May 25, 2004

"Transmission" conference examines communication

An interdisciplinary forum comprising experts from literature, sociology, anthropology, and filmmaking—held to examine relationships among ideas and cultures of communication, past and present—was held at a Swift Hall lecture room on Friday and Saturday as speakers from across the world lectured at the long-awaited "Arts of Transmission" conference.

Two years in the making, "Arts of Transmission" was sponsored by the Franke Institute for the Humanities, Critical Inquiry, the Office of the Provost, and the Andrew W. Mellon Foundation.

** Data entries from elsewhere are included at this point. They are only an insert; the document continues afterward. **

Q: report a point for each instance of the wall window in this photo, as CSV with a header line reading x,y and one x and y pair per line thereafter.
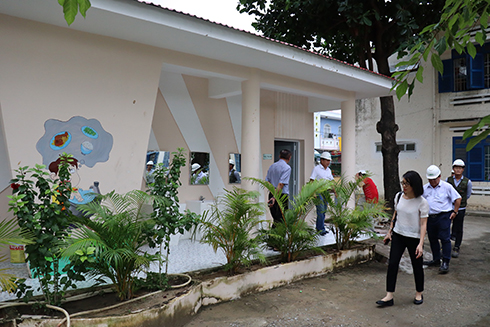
x,y
403,146
327,130
463,73
477,160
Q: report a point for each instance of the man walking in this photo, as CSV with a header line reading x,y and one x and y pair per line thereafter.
x,y
278,175
464,187
322,171
444,204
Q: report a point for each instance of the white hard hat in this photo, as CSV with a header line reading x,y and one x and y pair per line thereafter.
x,y
326,155
195,166
458,162
433,172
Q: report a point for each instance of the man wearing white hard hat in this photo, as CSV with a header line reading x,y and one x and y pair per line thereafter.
x,y
464,187
444,204
368,187
322,171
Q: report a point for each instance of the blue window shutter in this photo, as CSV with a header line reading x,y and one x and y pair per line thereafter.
x,y
446,80
476,74
475,163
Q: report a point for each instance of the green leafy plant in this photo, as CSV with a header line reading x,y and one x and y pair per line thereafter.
x,y
41,207
348,223
231,225
11,234
110,243
293,235
166,217
71,8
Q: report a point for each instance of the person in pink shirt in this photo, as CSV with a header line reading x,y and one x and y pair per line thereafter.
x,y
368,187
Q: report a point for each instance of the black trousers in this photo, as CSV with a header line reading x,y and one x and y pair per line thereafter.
x,y
398,245
276,211
457,229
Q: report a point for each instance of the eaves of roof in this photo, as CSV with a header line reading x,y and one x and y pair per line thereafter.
x,y
153,25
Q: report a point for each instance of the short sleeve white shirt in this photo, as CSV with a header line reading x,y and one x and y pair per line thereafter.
x,y
409,212
441,197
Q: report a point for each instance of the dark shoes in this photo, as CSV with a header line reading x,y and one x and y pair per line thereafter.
x,y
382,303
417,302
444,268
432,263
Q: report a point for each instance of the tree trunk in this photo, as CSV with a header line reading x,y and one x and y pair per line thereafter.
x,y
388,128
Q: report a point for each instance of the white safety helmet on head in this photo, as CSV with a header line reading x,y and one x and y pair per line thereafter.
x,y
458,162
433,172
326,155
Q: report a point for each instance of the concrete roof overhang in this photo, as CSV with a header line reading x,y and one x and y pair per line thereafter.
x,y
151,25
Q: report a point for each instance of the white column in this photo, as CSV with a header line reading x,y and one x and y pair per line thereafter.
x,y
349,141
251,153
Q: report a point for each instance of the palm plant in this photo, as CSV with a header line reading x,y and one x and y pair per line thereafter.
x,y
231,225
348,223
293,235
110,242
11,234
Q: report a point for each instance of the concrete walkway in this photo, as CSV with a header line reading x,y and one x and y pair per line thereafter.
x,y
347,297
186,255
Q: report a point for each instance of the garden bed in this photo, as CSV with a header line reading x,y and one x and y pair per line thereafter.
x,y
175,307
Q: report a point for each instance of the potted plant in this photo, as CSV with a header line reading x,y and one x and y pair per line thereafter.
x,y
110,243
40,204
231,225
348,223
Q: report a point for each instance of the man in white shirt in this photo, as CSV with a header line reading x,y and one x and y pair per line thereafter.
x,y
441,197
322,171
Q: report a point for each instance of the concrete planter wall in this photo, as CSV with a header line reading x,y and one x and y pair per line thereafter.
x,y
180,310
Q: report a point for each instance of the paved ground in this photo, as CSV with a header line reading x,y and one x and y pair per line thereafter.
x,y
347,297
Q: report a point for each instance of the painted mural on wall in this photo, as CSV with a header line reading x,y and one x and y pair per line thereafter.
x,y
85,139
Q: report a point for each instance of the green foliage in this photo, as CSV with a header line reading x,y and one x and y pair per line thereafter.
x,y
11,234
152,282
350,223
71,8
32,203
167,218
110,242
458,18
354,31
293,235
231,225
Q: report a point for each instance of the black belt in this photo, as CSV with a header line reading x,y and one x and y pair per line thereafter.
x,y
438,214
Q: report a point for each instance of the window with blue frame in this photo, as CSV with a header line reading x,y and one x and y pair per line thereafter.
x,y
463,73
477,160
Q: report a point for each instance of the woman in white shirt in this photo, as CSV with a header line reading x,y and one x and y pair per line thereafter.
x,y
407,230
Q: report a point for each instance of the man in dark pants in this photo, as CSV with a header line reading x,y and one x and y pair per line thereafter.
x,y
278,175
441,197
464,187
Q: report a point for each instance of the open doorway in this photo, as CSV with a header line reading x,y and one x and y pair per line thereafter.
x,y
293,147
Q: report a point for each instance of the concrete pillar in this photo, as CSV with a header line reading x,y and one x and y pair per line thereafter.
x,y
251,153
348,121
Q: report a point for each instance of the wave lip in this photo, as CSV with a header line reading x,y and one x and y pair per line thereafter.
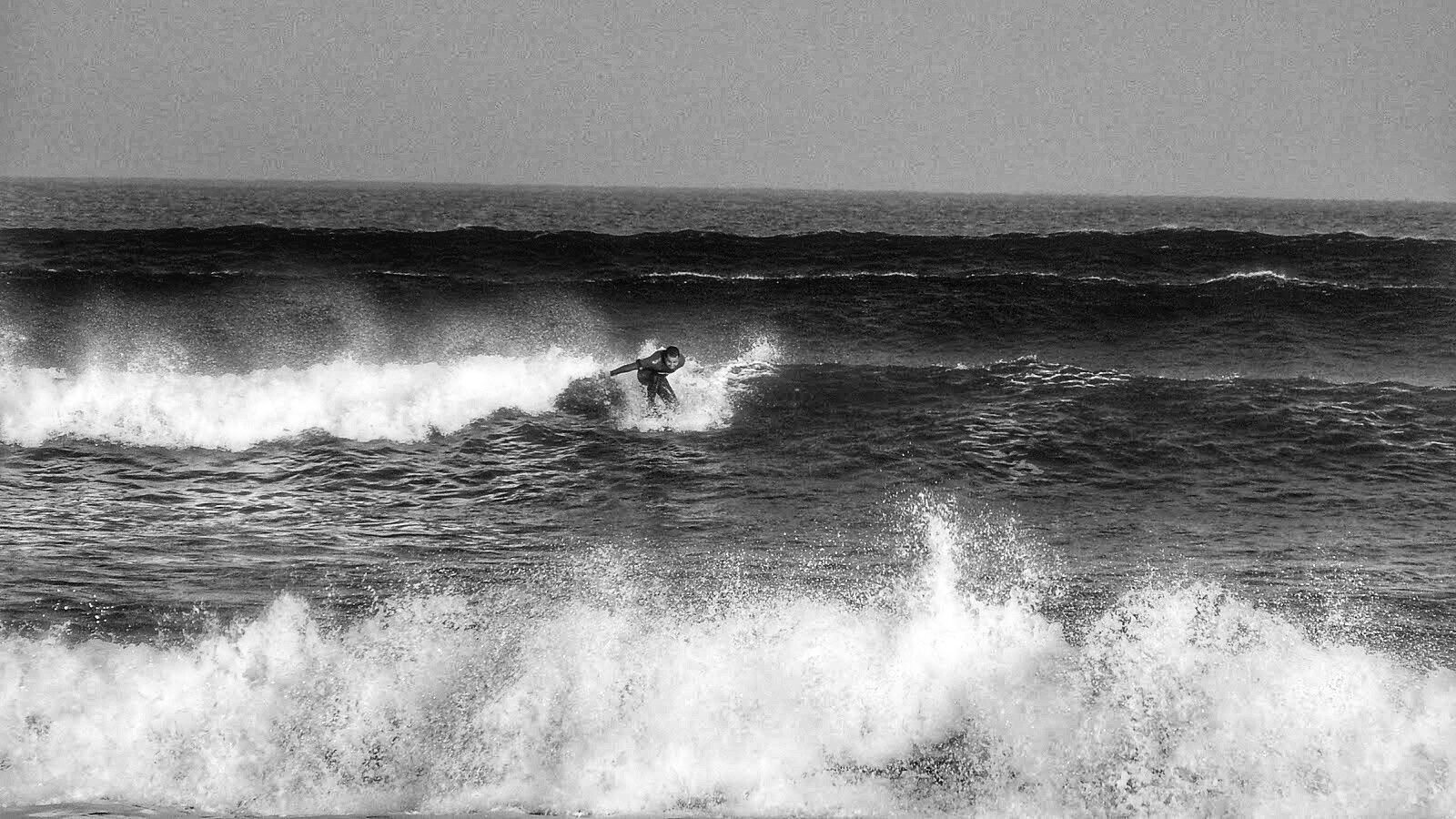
x,y
342,398
948,693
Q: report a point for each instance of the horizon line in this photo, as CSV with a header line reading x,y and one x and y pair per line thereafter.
x,y
730,188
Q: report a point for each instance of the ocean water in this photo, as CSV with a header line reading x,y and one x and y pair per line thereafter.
x,y
317,500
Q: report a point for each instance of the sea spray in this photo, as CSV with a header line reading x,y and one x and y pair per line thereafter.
x,y
587,690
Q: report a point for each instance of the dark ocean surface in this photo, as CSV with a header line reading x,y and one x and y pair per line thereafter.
x,y
318,500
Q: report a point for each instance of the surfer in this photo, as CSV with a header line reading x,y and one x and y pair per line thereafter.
x,y
652,373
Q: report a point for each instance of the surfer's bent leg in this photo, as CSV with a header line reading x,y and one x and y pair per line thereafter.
x,y
648,380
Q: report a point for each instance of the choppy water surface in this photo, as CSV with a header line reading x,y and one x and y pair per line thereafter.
x,y
319,501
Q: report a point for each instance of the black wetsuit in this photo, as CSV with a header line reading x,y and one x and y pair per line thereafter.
x,y
652,375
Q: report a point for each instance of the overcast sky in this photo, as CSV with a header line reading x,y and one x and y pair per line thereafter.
x,y
1283,98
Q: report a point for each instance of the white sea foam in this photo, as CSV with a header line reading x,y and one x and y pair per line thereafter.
x,y
953,695
155,404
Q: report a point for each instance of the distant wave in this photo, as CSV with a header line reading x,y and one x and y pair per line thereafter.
x,y
517,256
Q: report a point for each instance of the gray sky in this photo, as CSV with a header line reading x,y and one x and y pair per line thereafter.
x,y
1286,98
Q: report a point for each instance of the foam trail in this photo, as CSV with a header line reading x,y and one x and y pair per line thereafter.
x,y
944,698
233,411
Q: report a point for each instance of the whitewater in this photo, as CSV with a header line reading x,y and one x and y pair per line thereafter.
x,y
319,501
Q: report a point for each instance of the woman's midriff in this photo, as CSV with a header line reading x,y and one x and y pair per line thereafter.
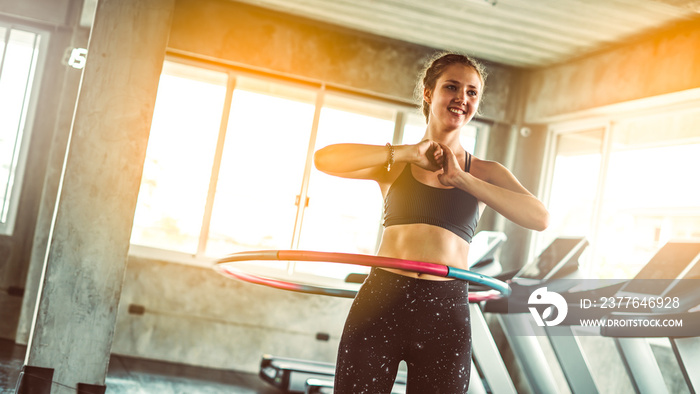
x,y
423,242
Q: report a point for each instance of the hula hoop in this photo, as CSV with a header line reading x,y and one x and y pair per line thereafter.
x,y
227,267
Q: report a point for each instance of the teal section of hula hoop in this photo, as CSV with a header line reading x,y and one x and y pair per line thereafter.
x,y
474,277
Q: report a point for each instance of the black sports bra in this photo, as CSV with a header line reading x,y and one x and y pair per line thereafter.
x,y
410,201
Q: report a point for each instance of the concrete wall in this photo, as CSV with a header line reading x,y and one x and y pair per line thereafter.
x,y
193,315
55,109
656,64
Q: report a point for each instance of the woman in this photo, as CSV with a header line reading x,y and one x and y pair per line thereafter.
x,y
434,192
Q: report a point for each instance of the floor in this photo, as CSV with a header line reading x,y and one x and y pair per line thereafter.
x,y
139,376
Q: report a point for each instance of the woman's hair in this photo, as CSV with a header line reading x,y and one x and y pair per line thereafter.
x,y
434,68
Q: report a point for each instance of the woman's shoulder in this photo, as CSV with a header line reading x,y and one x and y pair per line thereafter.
x,y
486,170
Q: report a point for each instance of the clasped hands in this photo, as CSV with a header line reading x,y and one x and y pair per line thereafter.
x,y
434,156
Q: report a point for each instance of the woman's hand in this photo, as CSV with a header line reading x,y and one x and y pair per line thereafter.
x,y
451,169
430,155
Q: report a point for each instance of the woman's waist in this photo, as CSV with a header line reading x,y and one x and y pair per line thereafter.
x,y
424,243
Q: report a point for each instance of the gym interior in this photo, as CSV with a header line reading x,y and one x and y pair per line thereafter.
x,y
141,141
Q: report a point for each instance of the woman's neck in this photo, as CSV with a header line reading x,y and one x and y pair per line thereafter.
x,y
448,137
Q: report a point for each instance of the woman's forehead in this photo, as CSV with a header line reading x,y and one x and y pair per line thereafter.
x,y
462,74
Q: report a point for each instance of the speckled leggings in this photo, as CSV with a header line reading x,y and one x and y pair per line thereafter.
x,y
394,318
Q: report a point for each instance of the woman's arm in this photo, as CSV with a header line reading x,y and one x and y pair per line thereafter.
x,y
369,161
500,191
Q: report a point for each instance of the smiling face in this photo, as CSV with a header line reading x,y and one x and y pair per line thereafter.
x,y
455,97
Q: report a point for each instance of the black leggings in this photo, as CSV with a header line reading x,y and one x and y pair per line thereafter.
x,y
394,318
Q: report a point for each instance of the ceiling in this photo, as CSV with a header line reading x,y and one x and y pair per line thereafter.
x,y
522,33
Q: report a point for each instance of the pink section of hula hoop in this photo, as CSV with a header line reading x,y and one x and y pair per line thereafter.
x,y
372,261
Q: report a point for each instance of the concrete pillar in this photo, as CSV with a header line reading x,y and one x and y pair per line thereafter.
x,y
69,87
85,264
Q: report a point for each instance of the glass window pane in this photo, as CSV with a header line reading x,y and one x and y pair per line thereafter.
x,y
344,215
262,167
179,159
574,184
651,193
17,67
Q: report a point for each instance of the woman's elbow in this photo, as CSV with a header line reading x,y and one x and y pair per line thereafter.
x,y
541,222
321,159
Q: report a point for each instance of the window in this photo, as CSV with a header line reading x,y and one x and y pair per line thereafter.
x,y
20,50
629,186
229,168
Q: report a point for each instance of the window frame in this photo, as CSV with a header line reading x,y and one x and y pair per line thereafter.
x,y
609,119
7,227
233,72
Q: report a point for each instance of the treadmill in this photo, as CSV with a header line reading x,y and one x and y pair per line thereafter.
x,y
679,264
291,375
558,261
671,263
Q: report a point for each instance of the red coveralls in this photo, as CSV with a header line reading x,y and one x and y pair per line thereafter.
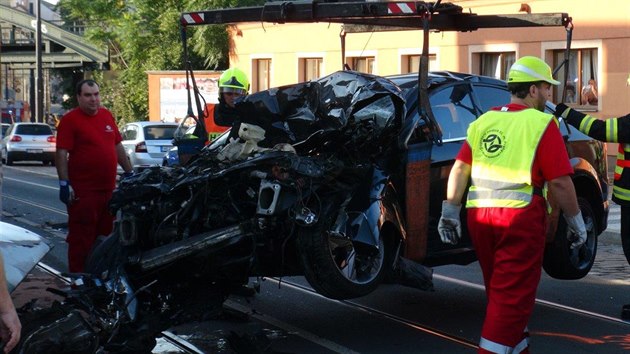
x,y
91,143
509,243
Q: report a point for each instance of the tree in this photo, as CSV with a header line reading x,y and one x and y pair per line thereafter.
x,y
144,35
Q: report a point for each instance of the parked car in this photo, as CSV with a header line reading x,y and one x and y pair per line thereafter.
x,y
457,100
146,142
28,142
21,250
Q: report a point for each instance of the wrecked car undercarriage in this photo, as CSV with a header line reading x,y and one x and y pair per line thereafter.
x,y
302,192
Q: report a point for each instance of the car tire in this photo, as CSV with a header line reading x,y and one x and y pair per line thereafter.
x,y
327,258
560,261
9,159
42,327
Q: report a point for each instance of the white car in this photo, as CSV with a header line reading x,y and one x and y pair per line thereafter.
x,y
146,142
21,250
28,142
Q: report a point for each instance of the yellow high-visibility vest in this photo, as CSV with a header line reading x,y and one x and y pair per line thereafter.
x,y
503,147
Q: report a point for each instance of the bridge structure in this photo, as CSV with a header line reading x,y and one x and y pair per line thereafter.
x,y
59,49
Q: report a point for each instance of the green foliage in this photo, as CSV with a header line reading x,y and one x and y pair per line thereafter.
x,y
144,35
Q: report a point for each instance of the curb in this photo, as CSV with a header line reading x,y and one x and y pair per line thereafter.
x,y
610,237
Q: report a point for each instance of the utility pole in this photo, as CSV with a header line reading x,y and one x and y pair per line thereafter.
x,y
39,80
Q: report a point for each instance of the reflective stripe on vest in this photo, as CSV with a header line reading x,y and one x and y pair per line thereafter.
x,y
504,145
611,130
497,348
621,193
212,128
621,160
586,123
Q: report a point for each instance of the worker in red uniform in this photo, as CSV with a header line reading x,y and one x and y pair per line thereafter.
x,y
506,158
612,130
233,84
88,150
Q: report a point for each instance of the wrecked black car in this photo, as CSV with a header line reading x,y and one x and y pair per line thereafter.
x,y
337,179
304,191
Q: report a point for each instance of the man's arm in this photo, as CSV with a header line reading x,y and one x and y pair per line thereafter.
x,y
10,326
61,162
123,160
457,182
563,192
612,130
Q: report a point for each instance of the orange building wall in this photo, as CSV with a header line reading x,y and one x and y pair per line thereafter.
x,y
607,27
156,102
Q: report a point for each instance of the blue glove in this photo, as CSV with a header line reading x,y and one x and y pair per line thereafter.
x,y
66,193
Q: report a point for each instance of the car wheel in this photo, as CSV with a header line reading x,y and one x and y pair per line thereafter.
x,y
9,159
335,267
561,262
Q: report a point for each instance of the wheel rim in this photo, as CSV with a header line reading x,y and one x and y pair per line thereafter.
x,y
357,265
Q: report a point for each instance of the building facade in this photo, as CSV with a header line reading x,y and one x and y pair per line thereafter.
x,y
280,54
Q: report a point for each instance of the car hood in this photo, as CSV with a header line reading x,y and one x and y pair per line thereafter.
x,y
21,250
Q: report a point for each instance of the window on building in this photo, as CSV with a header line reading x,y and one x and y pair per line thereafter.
x,y
496,64
411,63
261,75
582,81
361,64
310,68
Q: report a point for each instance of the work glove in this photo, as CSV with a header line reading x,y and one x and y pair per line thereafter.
x,y
450,227
576,230
66,193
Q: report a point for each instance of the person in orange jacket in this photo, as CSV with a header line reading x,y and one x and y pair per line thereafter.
x,y
612,130
233,84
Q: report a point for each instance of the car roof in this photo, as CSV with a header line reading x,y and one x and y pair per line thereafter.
x,y
29,123
145,123
442,77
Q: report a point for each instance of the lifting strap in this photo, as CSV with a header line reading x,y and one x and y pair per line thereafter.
x,y
200,129
424,106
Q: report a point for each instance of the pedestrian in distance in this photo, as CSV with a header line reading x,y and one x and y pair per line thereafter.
x,y
88,151
10,326
612,130
505,158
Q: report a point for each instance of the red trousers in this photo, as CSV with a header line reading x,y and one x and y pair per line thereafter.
x,y
510,245
88,217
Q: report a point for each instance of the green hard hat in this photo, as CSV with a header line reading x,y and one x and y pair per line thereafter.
x,y
531,69
233,80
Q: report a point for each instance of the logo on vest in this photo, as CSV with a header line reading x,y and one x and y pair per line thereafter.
x,y
492,143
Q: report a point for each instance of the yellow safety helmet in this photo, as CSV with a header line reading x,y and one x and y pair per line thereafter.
x,y
531,69
233,80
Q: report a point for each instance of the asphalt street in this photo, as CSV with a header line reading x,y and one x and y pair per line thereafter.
x,y
580,316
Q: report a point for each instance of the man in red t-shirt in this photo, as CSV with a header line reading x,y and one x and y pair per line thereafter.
x,y
88,150
507,161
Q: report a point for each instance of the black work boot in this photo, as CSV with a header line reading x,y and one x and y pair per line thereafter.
x,y
243,290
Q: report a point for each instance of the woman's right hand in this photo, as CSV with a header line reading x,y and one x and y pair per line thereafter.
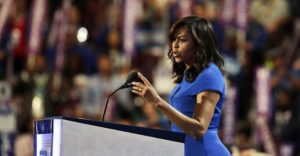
x,y
146,90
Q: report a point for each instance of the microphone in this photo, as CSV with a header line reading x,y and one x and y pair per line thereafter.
x,y
132,77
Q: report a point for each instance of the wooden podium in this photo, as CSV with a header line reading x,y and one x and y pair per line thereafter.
x,y
63,136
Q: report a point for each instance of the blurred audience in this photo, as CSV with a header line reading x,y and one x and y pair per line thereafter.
x,y
95,64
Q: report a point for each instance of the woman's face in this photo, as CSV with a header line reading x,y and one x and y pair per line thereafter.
x,y
183,47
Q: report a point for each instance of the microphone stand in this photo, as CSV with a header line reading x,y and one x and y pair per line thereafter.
x,y
126,85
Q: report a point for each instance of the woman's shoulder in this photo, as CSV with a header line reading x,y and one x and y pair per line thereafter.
x,y
211,70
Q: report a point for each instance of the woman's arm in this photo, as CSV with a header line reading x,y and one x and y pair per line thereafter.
x,y
203,111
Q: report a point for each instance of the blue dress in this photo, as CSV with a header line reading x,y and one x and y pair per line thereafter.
x,y
183,98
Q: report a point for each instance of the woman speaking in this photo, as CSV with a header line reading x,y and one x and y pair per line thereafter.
x,y
196,101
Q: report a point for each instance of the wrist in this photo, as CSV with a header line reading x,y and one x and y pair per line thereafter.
x,y
158,102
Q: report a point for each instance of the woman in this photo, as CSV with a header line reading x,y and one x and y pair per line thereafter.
x,y
197,99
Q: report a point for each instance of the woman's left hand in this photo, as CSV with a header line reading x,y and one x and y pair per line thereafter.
x,y
146,90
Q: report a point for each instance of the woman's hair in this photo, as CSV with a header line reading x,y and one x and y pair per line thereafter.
x,y
205,44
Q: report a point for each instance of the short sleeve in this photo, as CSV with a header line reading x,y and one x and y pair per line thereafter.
x,y
210,79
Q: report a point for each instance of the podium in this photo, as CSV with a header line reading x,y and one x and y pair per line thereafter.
x,y
64,136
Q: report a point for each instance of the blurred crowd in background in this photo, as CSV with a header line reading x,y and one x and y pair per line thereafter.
x,y
63,58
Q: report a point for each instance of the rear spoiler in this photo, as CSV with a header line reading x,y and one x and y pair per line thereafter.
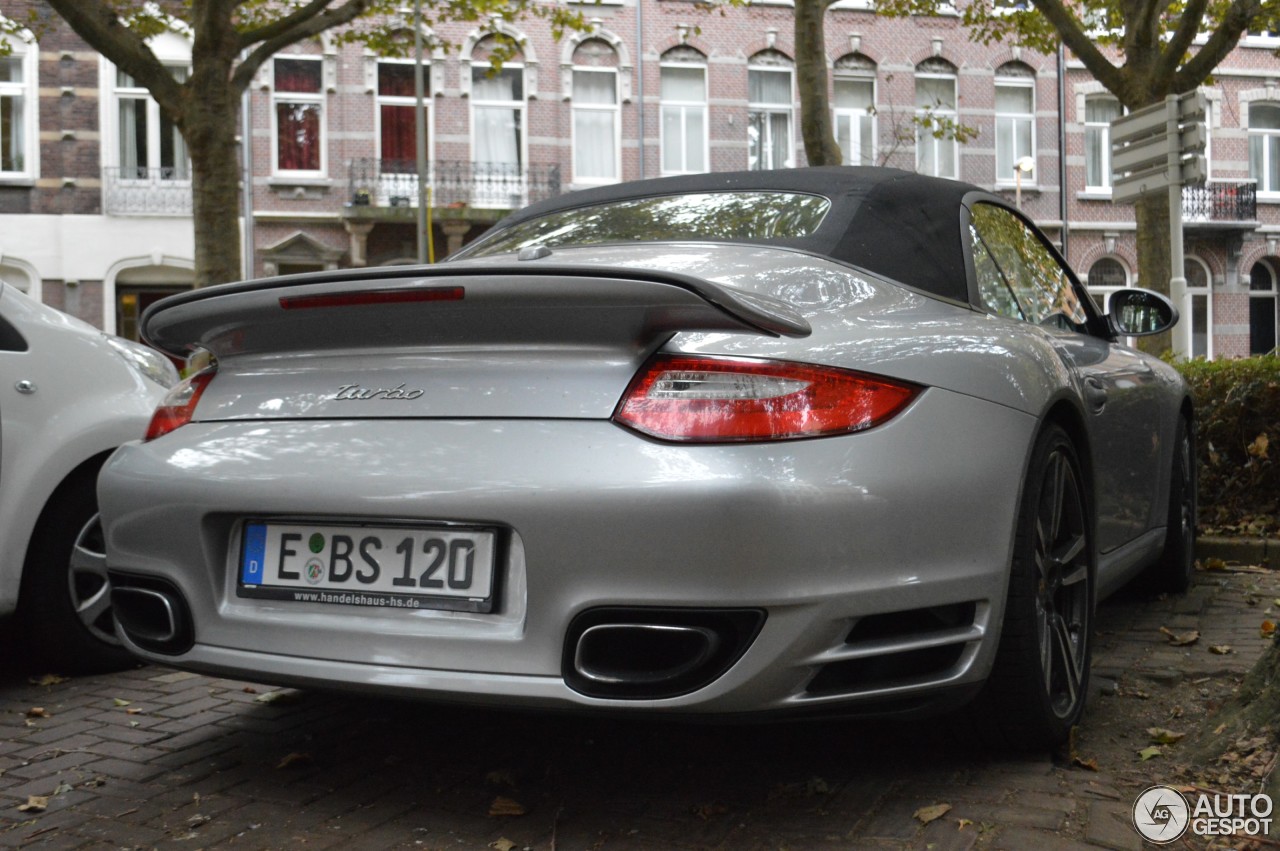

Speakers came from Australia, England, France, Germany, and Italy, as well as universities from the across the U.S. and the University of Chicago. Participants included Danielle Allen, Joel Snyder, David Wellbery, and international experts such as Roger Chartier and Judith MacDougall. The conference panels addressed a wide range of topics, from "Forms and Media" to the "Institutions and Impediments" of academic publishing and intellectual property.

The series was meant to explore the essential practices through which ideas are articulated, distributed, and passed on to future generations. Ever since the advent of printing, the most important changes in culture—whether the crisis of education, the fluctuating fortunes of the information economy, or the rise of the digital revolution—return in these practices of appropriating knowledge. The conference aimed to bring a heightened understanding of the ways that the arts of transmission intersect across technologies through authorship, reading, and the concepts of information and communication.

James Chandler, the director of the Franke Institute and professor of the History of Culture and Cinema and Media Studies, remarked on the principle of the conference. "Our hope for this event was to bring a variety of historical and diverse perspectives to issues too often dismissed as mainly contemporary and technological. Our topics ranged widely from the transmission of oral poetry among the ancient Greeks to Renaissance note-taking and the modern practices of classifying government information."

The "Arts of Transmission" conference will be followed by a continuous project, "," a three-year initiative focusing on the modes of transmission in universities such as the emergence of the "virtual" university and the adaptation of the corporate model within higher education. The event is sponsored by the Franke Institute and the Andrew W. Mellon Foundation and will be held Friday, May 28 in Classics, room 10.